On 11/27/12 10:00 AM, Barry Leiba wrote:
On Tue, Nov 27, 2012 at 12:25 PM, Dale R. Worley <worley@xxxxxxxxxxx> wrote:
That attendance showed me that most of the IETF meeting was a
waste of time, that it was e-mail that was the main vehicle for work,
and I think that the IETF web site has it about right when it says
This is all true. Any decision come to during a meeting session must
be reviewed and approved on the WG mailing list. The reason for this
is to ensure that one can participate completely *without* attending
the meetings and paying the associated expenses.
This brings up a question that I have as an AD:
A number of times since I started in this position in March, documents
have come to the IESG that prompted me (or another AD) to look into
the document history for... to find that there's basically no history.
We see a string of versions posted, some with significant updates to
the text, but *no* corresponding mailing list discussion. Nothing at
all.
There are v6ops wg documents that have arrived in the IESG queue with
more than 1000 messages associated with them... I'm not sure that is
indicative of any entirely healthy wg mailing list process but it does
leave behind a lot of evidence.
even if all these things were healthy it seems like the actual outcomes
would be wildly divergent given varying levels of interest.

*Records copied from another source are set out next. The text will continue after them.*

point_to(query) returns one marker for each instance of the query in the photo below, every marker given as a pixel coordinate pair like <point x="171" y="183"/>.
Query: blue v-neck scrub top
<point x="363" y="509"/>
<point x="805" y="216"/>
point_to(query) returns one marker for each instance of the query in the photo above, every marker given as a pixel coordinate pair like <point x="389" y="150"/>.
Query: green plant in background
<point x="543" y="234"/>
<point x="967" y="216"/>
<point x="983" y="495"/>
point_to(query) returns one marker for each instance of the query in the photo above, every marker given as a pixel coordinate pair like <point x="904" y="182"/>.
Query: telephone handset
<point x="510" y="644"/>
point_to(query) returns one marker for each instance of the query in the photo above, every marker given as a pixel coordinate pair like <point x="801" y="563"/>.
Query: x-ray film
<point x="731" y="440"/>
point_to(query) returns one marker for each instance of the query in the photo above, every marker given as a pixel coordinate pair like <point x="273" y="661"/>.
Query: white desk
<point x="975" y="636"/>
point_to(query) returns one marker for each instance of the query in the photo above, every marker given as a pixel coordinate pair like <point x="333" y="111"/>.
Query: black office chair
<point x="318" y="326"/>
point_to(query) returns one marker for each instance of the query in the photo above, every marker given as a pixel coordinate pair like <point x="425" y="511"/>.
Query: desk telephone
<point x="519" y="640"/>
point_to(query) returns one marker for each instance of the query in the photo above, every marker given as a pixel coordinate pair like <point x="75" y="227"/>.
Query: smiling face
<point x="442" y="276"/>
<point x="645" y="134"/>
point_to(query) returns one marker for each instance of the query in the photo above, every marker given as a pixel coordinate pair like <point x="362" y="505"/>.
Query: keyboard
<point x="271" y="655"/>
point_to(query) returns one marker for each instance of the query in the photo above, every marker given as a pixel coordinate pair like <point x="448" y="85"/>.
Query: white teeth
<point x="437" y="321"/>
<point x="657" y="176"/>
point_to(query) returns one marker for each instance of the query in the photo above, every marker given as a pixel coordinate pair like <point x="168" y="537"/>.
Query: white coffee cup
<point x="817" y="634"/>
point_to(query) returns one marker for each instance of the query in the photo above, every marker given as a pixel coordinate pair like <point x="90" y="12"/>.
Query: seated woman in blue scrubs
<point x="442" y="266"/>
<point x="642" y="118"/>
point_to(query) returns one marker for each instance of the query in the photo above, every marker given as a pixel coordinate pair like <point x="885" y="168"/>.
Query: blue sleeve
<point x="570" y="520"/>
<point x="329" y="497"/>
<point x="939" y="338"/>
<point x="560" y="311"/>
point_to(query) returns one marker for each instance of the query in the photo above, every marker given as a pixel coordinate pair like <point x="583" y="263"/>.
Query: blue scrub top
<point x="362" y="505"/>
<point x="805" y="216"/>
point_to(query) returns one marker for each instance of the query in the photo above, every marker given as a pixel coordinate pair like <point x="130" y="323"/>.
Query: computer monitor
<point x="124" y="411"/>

The first we see of the document on the mailing list is a
working group last call message, which gets somewhere between zero and
two responses (which say "It's ready."), and then it's sent to the
responsible AD requesting publication.
When I ask the responsible AD or the document shepherd about that, the
response is that, well, no one commented on the list, but it was
discussed in the face-to-face meetings. A look in the minutes of a
few meetings shows that it was discussed, but, of course, the minutes
show little or none of the discussion.
We accept that, and we review the document as usual, accepting the
document shepherd's writeup that says that the document has "broad
consensus of the working group."
So here's my question:
Does the community want us to push back on those situations? Does the
community believe that the real IETF work is done on the mailing
lists, and not in the face-to-face meetings, to the extent that the
community would want the IESG to refuse to publish documents whose
process went as I've described above, on the basis that IETF process
was not properly followed?
I realize that this question is going to elicit some vehemence.